Rather than exploiting the city as the backdrop for its spectacle, PQ 2011 used the fabric of the city, self-consciously, as an element of performance. One of the main venues was Jungmannovo Namesti, an oddly shaped conduit between two of the main tourist boulevards. A means of transit, Jungmannovo Namesti is a liminal space, lacking the monumental super-reality of the sights around it.
One of the performances staged here, Watch This Space, used the square as the stage for numerous small actions inspired by urban life. It began ambiguously. A person in a plain white mask and hoodie sat next to a mannequin dressed similarly enough to make us wonder which was real and which was fake.
Soon, a number of small performances erupted across the space. Women clacked puppet pigeons through the square; another dragged a small puppet dog on wheels behind her; a woman who seemed to be another mannequin was dumped, rag-doll, thrashing and writhing. To follow these mini-performances, spectators had to keep moving.
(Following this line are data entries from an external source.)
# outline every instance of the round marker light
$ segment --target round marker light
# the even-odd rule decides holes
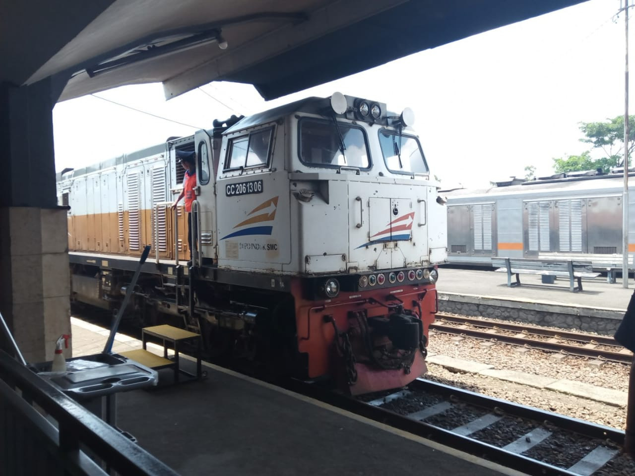
[[[331,96],[331,109],[336,114],[343,114],[348,109],[346,98],[342,93],[333,93]]]
[[[359,107],[358,109],[359,110],[359,114],[364,117],[366,117],[370,114],[370,106],[366,101],[362,101],[359,103]]]
[[[324,285],[324,293],[329,298],[335,298],[340,294],[340,283],[332,278],[327,280]]]

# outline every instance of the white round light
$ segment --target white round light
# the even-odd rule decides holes
[[[324,292],[328,297],[335,298],[340,293],[340,283],[337,279],[328,280],[324,286]]]
[[[370,114],[370,106],[366,101],[362,101],[359,103],[359,114],[364,117]]]
[[[336,114],[343,114],[346,112],[348,103],[342,93],[333,93],[331,96],[331,107]]]

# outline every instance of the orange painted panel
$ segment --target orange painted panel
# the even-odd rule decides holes
[[[523,251],[522,243],[498,243],[498,249],[519,249]]]

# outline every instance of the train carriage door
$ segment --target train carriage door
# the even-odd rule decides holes
[[[586,242],[583,242],[582,249],[593,255],[621,256],[622,197],[594,197],[580,201],[586,211],[582,217],[586,221],[582,228]]]
[[[198,234],[200,239],[199,251],[203,258],[215,261],[216,255],[216,195],[214,185],[216,177],[212,141],[207,131],[201,129],[194,133],[194,150],[196,152],[196,183],[199,194],[199,222],[201,228]],[[194,216],[192,216],[194,218]]]
[[[495,208],[493,203],[479,203],[472,207],[472,230],[474,255],[495,255],[493,244],[496,229]]]

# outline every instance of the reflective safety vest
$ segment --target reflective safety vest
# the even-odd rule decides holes
[[[189,172],[185,172],[185,181],[183,183],[183,190],[185,192],[185,211],[192,211],[192,202],[196,198],[194,190],[196,187],[196,173],[190,174]]]

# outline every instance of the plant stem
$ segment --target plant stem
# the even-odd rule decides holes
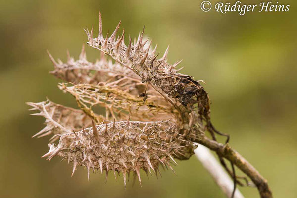
[[[227,143],[223,145],[217,141],[211,140],[206,136],[201,139],[193,140],[210,149],[215,151],[222,157],[232,162],[242,171],[251,179],[258,188],[261,198],[272,198],[272,193],[268,186],[267,181],[259,172],[243,157],[238,152],[234,150]]]

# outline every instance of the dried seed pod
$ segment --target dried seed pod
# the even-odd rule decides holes
[[[90,168],[139,175],[140,169],[155,171],[161,164],[171,169],[169,162],[176,163],[172,156],[184,158],[193,153],[197,145],[178,132],[169,121],[109,122],[61,135],[58,144],[49,144],[50,151],[43,157],[50,160],[59,155],[73,162],[74,171],[78,165],[86,166],[88,177]],[[161,137],[164,134],[170,141]],[[153,134],[154,138],[148,138]]]

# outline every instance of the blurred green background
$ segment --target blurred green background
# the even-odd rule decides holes
[[[80,167],[71,178],[71,165],[40,158],[50,137],[31,138],[44,119],[29,115],[25,102],[48,96],[76,106],[48,73],[53,67],[46,51],[65,60],[69,49],[77,58],[87,39],[82,28],[97,29],[99,7],[104,35],[122,19],[133,37],[145,25],[158,51],[170,44],[169,62],[183,59],[183,73],[206,82],[216,127],[231,135],[231,144],[268,180],[274,197],[297,197],[297,3],[279,0],[291,5],[289,12],[240,16],[203,12],[201,1],[1,0],[0,197],[224,197],[195,157],[179,162],[177,176],[162,171],[157,180],[143,173],[143,187],[130,181],[126,190],[122,177],[110,175],[105,184],[105,175],[91,174],[88,182]],[[99,56],[86,50],[89,60]],[[258,197],[255,188],[240,190]]]

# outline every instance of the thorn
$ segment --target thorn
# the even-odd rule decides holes
[[[89,38],[89,42],[90,42],[89,45],[92,45],[93,42],[93,33],[94,30],[93,24],[92,24],[92,29],[91,29],[91,33],[90,33],[90,38]]]
[[[99,163],[99,165],[100,166],[100,171],[101,171],[101,174],[103,174],[103,160],[102,158],[100,158],[98,160],[98,161]]]
[[[123,172],[123,178],[124,179],[124,186],[125,186],[125,189],[126,189],[126,172],[127,171],[127,169],[125,169],[124,171]]]
[[[152,167],[152,165],[151,165],[151,163],[150,162],[150,160],[149,160],[149,157],[146,156],[145,157],[145,159],[147,160],[147,162],[148,162],[148,165],[149,166],[149,167],[150,168],[151,168],[152,170],[153,170],[154,171],[154,169]]]
[[[106,35],[106,38],[105,38],[105,43],[104,44],[104,48],[107,47],[107,44],[108,43],[108,31],[107,30],[107,34]],[[103,46],[102,46],[102,47],[103,47]]]
[[[150,45],[151,45],[151,41],[150,41],[150,43],[149,43],[149,45],[148,45],[148,50],[147,50],[147,52],[146,53],[146,54],[145,55],[145,56],[144,56],[143,59],[140,61],[141,65],[142,65],[145,63],[145,61],[146,61],[146,59],[147,59],[147,57],[148,57],[148,51],[149,51],[149,48],[150,47]]]
[[[74,174],[74,172],[75,172],[75,170],[76,169],[76,166],[77,166],[78,162],[76,160],[76,156],[75,156],[73,159],[73,169],[72,170],[72,174],[71,174],[71,177],[73,176],[73,174]]]
[[[137,47],[136,50],[136,52],[138,51],[139,49],[140,49],[140,47],[141,46],[141,43],[142,42],[142,38],[144,34],[144,32],[145,32],[145,26],[144,26],[144,28],[143,28],[143,31],[140,35],[140,37],[139,37],[139,39],[137,40]]]
[[[164,55],[161,59],[161,60],[162,60],[162,61],[165,60],[166,59],[167,56],[168,54],[169,50],[169,45],[168,45],[168,46],[167,47],[167,48],[166,49],[166,51],[165,51],[165,53],[164,53]]]
[[[150,68],[152,68],[152,67],[153,66],[153,62],[156,60],[156,58],[157,58],[157,57],[158,57],[158,56],[159,55],[159,54],[160,54],[160,53],[158,53],[158,54],[153,57],[153,59],[151,59],[151,60],[150,61]]]
[[[77,134],[76,134],[76,133],[75,133],[75,132],[74,131],[74,130],[73,130],[73,129],[72,129],[72,132],[73,132],[73,133],[74,133],[74,135],[75,135],[75,137],[76,137],[77,139],[79,139],[79,137],[78,137],[78,136],[77,135]]]
[[[175,163],[176,164],[176,165],[178,165],[178,164],[177,164],[177,163],[176,163],[176,162],[175,161],[175,160],[173,159],[173,157],[171,156],[171,155],[170,155],[170,154],[169,154],[169,153],[168,153],[168,154],[167,154],[167,156],[168,156],[168,157],[169,157],[170,158],[170,159],[171,159],[171,160],[172,160],[172,161],[173,161],[174,162],[174,163]]]
[[[129,58],[129,55],[130,55],[130,51],[131,50],[131,38],[130,38],[130,41],[129,42],[129,45],[128,45],[128,47],[127,47],[127,50],[126,50],[126,53],[125,53],[125,57],[126,57],[126,59],[127,59],[127,60],[128,60],[128,59]]]
[[[108,171],[106,170],[106,174],[105,176],[105,184],[107,183],[107,178],[108,177]]]
[[[126,127],[128,128],[129,128],[129,124],[130,123],[130,119],[131,115],[131,111],[129,111],[129,117],[128,118],[128,120],[127,120],[127,123],[126,124]]]
[[[109,135],[108,135],[108,133],[107,132],[107,129],[108,129],[108,126],[107,126],[107,124],[105,124],[105,129],[104,131],[104,135],[105,136],[109,136]]]
[[[182,61],[183,61],[183,60],[179,60],[179,61],[177,61],[176,62],[175,62],[175,63],[173,64],[173,65],[172,65],[172,67],[173,67],[174,68],[176,67],[176,66],[177,65],[178,65],[181,62],[182,62]]]
[[[98,140],[98,130],[96,128],[96,126],[95,125],[95,123],[93,120],[92,120],[92,129],[93,136],[95,137],[96,141]]]
[[[120,22],[119,22],[119,24],[118,24],[118,25],[117,25],[116,27],[115,28],[115,30],[114,30],[114,31],[113,32],[113,33],[112,33],[111,36],[110,36],[110,37],[109,37],[109,40],[110,40],[110,41],[114,41],[114,40],[115,39],[115,36],[116,36],[116,33],[117,33],[117,31],[119,30],[119,28],[120,27],[120,25],[121,25],[121,22],[122,22],[122,20],[121,20],[120,21]]]
[[[85,131],[85,127],[84,127],[84,125],[83,125],[83,133],[84,133],[85,136],[87,137],[87,133],[86,133],[86,131]]]
[[[140,174],[139,174],[139,168],[136,168],[135,171],[136,171],[136,174],[138,176],[138,180],[139,181],[139,184],[140,184],[140,187],[141,187],[141,179],[140,179]]]
[[[83,46],[82,47],[82,51],[79,55],[79,59],[80,60],[85,60],[86,58],[86,51],[85,51],[85,44],[83,44]]]
[[[113,118],[113,123],[112,124],[112,128],[114,129],[115,128],[115,118]]]
[[[156,46],[155,47],[155,48],[153,49],[153,50],[151,52],[151,53],[152,53],[153,54],[154,54],[156,52],[156,50],[157,50],[157,46],[158,46],[158,44],[156,44]]]
[[[125,35],[125,29],[123,29],[123,34],[122,34],[122,36],[120,38],[120,39],[118,40],[116,45],[115,45],[115,49],[116,50],[118,50],[120,46],[122,44],[122,41],[123,41],[123,38],[124,38],[124,35]]]
[[[115,178],[115,181],[116,181],[116,174],[115,174],[115,170],[114,170],[114,168],[113,168],[113,174],[114,175],[114,178]]]
[[[103,33],[102,32],[102,18],[101,12],[99,9],[99,27],[98,30],[98,40],[103,38]]]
Corralled in the square, milling, we were stagedas a copy of an urban crowd, our spectatorial gaze fragmented by the haphazard action around us.
Unperturbed by the ‘performance’ it witnessed, a pet dog began to play with the puppet dog, a perfect cartoonised version of itself. Itinerant locals walked through the space, ignoring the interlopers crowding their haunt. The spectacle of Watch... was constituted, and de-constituted, by the not-quite spectators around it. It re-presented the spectacle as the trace soon lost to the everyday. Or, in other words, as the not-quite event: modest insights cut short before they could bloom. This was also a kind of fidelity to the liminal zone in which it was staged. To watch the performance was to realise that public space is constituted by minor spectacles; met, by chance, along the way.
Perhaps unconsciously, this series of not-quite events conveyed that being-in-space unfolds through the attenuation of the event rather than its spectacular completion. This kind of practice recalls Antonin Artaud’s provocation that “[t]he problem is to make space speak, to feed and furnish it”. PQ was constituted by many such not-quite events that subtly altered our relation to the spaces they inhabited. When successful, these moments challenge our usual reflex to un-see the concrete reality around us. To be attuned to a space means to no longer ignore its brute materiality. To be caught up in the space, in the passing moment, bodily.
 Antonin Artaud, ‘The Theatre of Cruelty (First Manifesto)’, The Theatre and its Double (New York: Grove Press, 1958) p. 98 emphasis added
 I cribbed the term “un-see” from China Mieville’s The City and the City (New York: Del Rey, 2010), a sci-fi novel about what we are acculturated to ignore. It also happened to take Prague as an inspiration for its conceit of two conjoined, but culturally and psychologically separated, cities.